Although this didn't happen in Washington State, advocates who work with survivors of sexual assault should be aware of the laws that protect survivors' privacy in our state. Confidentiality requires that sexual assault advocacy programs put policies and procedures in place so that the survivor, advocate, and organization can assert privacy rights when others try to gain access to survivors' information. Maintaining confidentiality requires that we continually evaluate how our actions and inactions serve to protect survivors' privacy rights.
Communication between survivors and advocates is privileged under Washington statute.1 This means that an advocate cannot be required to disclose what a survivor told them in confidence. The records of sexual assault programs are also confidential.2 In addition, sexual assault services funding requires that survivors' information be kept confidential.3 There are limited circumstances where information must be released without the consent of the survivor; the most common example is mandated reporting of child sexual abuse. In most cases, an advocacy program would not release records without the informed consent of the survivor.

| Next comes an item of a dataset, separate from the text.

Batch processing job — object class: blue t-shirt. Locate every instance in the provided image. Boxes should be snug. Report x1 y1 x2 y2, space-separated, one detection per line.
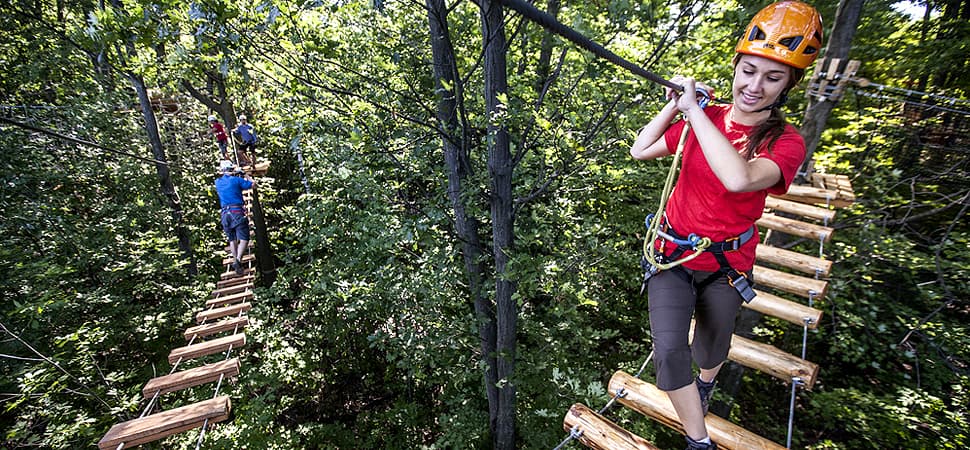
216 175 253 206
236 123 256 144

There may be circumstances where a survivor wants to release their information from a sexual assault program. Survivors have autonomy to choose to disclose their information or release their records for any reason. Part of an advocate's role is to discuss the privacy issues with a survivor who may want to do this. A survivor should understand the benefits and also the risks associated; once information is released they will have limited control over what is done with it.
In the 1996 civil suit against Manning, the survivor's choice to release the transcripts of her own call to a rape crisis center may have been helpful; however, now her private call is available online with her direct quotes. It is an ethical responsibility of an advocate to review these considerations with a survivor when the survivor requests a release, and then for the advocate to follow the survivor's wishes related to their information, whether the survivor's choice is what the advocate would choose for them or not.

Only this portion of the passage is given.